Predicate-map caching

Field → predicate IRIs are cached per model class when using the default resolver. Custom resolvers passed via resolver= bypass the cache.

Strict import

On class Rdf:

strict_import = True — raise ValueError when the subject has triples whose predicates are not mapped on the model (except rdf:type).
warn_unmapped_fields = True — emit UserWarning instead of failing.

class Person(TripleModel):
    class Rdf:
        namespace = "http://example.org/"
        type_uri = "http://example.org/Person"
        id_field = "slug"
        strict_import = True

    slug: str
    name: str = rdf_field("http://example.org/name")

Chunked import

from triplemodel import iter_graph_to_models

for chunk in iter_graph_to_models(graph, Person, chunk_size=500):
    process(chunk)

graph_to_models(..., chunk_size=500) uses the same iterator internally.

Streaming file load

For large N-Triples / N-Quads files, use load_models_streaming with an on-disk store:

people = load_models_streaming(
    "huge.nt",
    Person,
    store="disk",
    store_identifier="/path/to/oxigraph-store",
    chunk_size=500,
)

Omit store to parse into memory. Turtle and TriG still require a full parse; convert to N-Quads for multi-GB inputs.

Legacy store="sqlalchemy" / "berkeleydb" emit a DeprecationWarning and map to disk.

Store helpers

from triplemodel import open_graph, graph_store_session, store_commit

graph = open_graph("disk", "/path/to/oxigraph-store")
with graph_store_session(graph):
    Person.sync_to_graph(instance, graph)
    store_commit(graph)

See examples/stores/disk_store.py. When parse_into_store_graph creates a temporary directory, call graph.close() to remove it. For remote SPARQL as the system of record, use SPARQL and remote endpoints and SparqlModel.

Bulk load, backup, and optimize

For large files on a disk store, use bulk_load_into_graph (wraps Store.bulk_load) instead of parsing entirely into memory:

from triplemodel import bulk_load_into_graph, open_graph, optimize_store, backup_store, store_commit

graph = open_graph("disk", "/path/to/store")
bulk_load_into_graph(graph, "huge.nt", format="nt")
optimize_store(graph=graph)
backup_store("/path/to/backup-dir", graph=graph)
store_commit(graph)
graph.close()

dump_store / load_store export and import N-Quads snapshots. store_flush runs before Graph.close on supported on-disk stores. See examples/stores/bulk_load_backup.py.

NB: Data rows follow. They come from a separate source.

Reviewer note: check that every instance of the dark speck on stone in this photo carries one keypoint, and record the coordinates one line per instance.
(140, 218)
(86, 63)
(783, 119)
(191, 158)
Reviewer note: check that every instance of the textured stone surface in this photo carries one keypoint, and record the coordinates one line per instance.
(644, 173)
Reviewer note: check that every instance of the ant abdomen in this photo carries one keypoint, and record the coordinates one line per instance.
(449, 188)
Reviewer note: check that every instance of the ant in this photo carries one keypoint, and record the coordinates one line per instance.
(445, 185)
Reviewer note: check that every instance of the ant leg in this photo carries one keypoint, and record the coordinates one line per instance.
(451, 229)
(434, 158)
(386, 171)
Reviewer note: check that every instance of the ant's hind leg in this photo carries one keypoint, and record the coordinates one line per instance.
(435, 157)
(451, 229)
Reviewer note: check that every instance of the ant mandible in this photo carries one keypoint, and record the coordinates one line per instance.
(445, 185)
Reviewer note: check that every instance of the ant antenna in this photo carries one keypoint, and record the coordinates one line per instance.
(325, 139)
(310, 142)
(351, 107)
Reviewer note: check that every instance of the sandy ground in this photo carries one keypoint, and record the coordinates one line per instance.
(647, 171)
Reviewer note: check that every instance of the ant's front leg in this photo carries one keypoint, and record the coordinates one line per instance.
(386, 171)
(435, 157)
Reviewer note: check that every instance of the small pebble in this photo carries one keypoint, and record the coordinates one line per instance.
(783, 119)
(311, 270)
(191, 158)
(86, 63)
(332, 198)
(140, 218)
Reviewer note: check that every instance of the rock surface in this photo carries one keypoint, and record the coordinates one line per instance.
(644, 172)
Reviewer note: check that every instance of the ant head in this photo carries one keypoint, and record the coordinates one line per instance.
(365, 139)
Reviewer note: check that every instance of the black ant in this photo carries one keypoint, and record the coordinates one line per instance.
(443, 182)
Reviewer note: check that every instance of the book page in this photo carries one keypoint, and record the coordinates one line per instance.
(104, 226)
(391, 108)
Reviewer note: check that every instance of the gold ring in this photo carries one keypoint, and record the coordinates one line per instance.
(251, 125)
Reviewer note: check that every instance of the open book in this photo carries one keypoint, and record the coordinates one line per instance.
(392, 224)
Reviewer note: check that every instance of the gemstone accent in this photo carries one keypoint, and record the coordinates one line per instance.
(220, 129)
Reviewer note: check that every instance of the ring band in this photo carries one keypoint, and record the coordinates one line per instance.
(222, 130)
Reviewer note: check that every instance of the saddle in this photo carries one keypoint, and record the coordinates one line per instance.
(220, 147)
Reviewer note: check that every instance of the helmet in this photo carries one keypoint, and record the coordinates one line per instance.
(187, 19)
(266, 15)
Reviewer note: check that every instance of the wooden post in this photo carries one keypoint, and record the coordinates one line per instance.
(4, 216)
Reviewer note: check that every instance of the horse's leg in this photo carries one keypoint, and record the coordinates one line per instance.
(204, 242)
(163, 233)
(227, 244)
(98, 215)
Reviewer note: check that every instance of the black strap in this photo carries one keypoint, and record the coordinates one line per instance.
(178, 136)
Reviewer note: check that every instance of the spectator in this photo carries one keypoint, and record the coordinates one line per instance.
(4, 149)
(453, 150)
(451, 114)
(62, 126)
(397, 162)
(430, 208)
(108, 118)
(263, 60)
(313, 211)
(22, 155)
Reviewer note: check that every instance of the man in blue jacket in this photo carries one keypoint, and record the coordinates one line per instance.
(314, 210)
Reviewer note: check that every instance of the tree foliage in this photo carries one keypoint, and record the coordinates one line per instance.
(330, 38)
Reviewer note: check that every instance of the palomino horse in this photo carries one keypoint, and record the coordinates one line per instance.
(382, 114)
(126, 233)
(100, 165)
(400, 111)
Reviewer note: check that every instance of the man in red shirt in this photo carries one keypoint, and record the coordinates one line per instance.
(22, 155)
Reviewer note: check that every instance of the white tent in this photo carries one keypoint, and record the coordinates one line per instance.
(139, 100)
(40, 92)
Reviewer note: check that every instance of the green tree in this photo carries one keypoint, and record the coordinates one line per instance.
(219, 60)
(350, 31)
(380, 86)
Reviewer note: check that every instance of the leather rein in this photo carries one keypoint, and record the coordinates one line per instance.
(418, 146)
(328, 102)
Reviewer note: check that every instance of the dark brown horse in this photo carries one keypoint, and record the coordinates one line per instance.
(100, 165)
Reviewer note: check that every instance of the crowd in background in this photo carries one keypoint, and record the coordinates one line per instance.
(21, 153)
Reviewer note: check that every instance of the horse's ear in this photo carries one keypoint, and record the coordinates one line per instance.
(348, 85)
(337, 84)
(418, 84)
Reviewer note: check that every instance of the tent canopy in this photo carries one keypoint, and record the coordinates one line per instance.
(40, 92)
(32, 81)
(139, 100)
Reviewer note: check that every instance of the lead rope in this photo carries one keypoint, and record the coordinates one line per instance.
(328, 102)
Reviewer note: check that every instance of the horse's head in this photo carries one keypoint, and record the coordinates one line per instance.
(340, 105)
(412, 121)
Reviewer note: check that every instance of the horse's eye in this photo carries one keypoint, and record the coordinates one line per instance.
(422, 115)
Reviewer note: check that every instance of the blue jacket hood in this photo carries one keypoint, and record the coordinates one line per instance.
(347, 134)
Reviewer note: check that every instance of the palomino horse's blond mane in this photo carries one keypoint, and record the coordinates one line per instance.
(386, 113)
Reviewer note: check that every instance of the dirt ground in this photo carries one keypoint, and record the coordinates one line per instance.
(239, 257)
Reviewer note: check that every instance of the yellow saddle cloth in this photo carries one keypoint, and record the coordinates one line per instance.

Named-graph helpers: list_named_graphs, ensure_named_graph, clear_named_graph, remove_named_graph. Integrators can use iter_quads_for_pattern for low-level quad scans.

Benchmark

examples/exit_criteria_08.py loads a FOAF-shaped graph (default 100k people; set TRIPLEMODEL_BENCH_COUNT for CI smoke runs). Set TRIPLEMODEL_STORE=disk to exercise the on-disk streaming path.

Plugin hooks

triplemodel.plugins registers custom literals, resources, and predicate resolvers:

from triplemodel.plugins import (
    register_literal_type,
    register_predicate_resolver,
)

register_predicate_resolver(MyResolver)

register_parser, register_serializer, and register_store were removed in 0.10.0 (pyoxigraph has no plugin registry). See Plugin hooks and Migrating to TripleModel 0.10.0 (pyoxigraph).

Codegen (experimental)

triplemodel-codegen examples/codegen/sample.ttl -o models.py

OWL/RDFS classes and datatype properties become stub TripleModel subclasses. Output is best-effort only — see limitations in Codegen (experimental).